Issues found during Consul cluster migration to k8s
Everyone can contribute. Help move this issue forward while earning points, leveling up and collecting rewards.
Summary
During the work to migrate Consul from VMs to k8s, we ran into a couple of issues:
use_tcp: false (ie. UDP) resulted in different results vs using TCP for DNS lookups
We switched the app to use UDP for DNS lookups as it's lower overhead, and we assumed this would not impact the application, however it was reported that the app would only ever get 3 records back when querying endpoints like db-replica.service.consul when using UDP.
Impact to users when restarting Consul agents in Patroni clusters & PG Bouncers
We run Consul agents as a daemonset in k8s (provided by the consul-k8s chart) and we also deploy a Consul agent in each VM. We have Patroni configured to use Consul as its Distributed Configuration Store, and we have a service configured in every Patroni instance that performs a healthcheck to determine if the current node is the leader. If it is, then an endpoint like master.patroni.service.consul resolves to that host. This endpoint is used by PGBouncer to talk to the leader for read/write queries.

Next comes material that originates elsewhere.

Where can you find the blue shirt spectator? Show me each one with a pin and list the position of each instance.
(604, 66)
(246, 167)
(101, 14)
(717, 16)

When upgrading Consul, we need to restart the Consul process, which probably impacts the app in unknown ways:
-
When Consul is restarted in Patroni, this read/write endpoint (eg.
master.patroni.service.consul) becomes unavailable for 15-20 seconds. Presumably this wouldn't affect existing connections, but any new connections would be affected? What would be the impact on the app if queries via PGBouncers failed for this period? -
When Consul is restarted on the PGBouncers, any DNS queries would fail for the duration of the restart (probably quicker than 15-20 seconds). Impact? One idea here is that we could configure dnsmasq to talk to Consul on localhost, but failback to the Consul server cluster.
Impact
We need to get into the habit of upgrading Consul agents regularly to avoid falling behind on versions so any work we can do to make this boring would be great.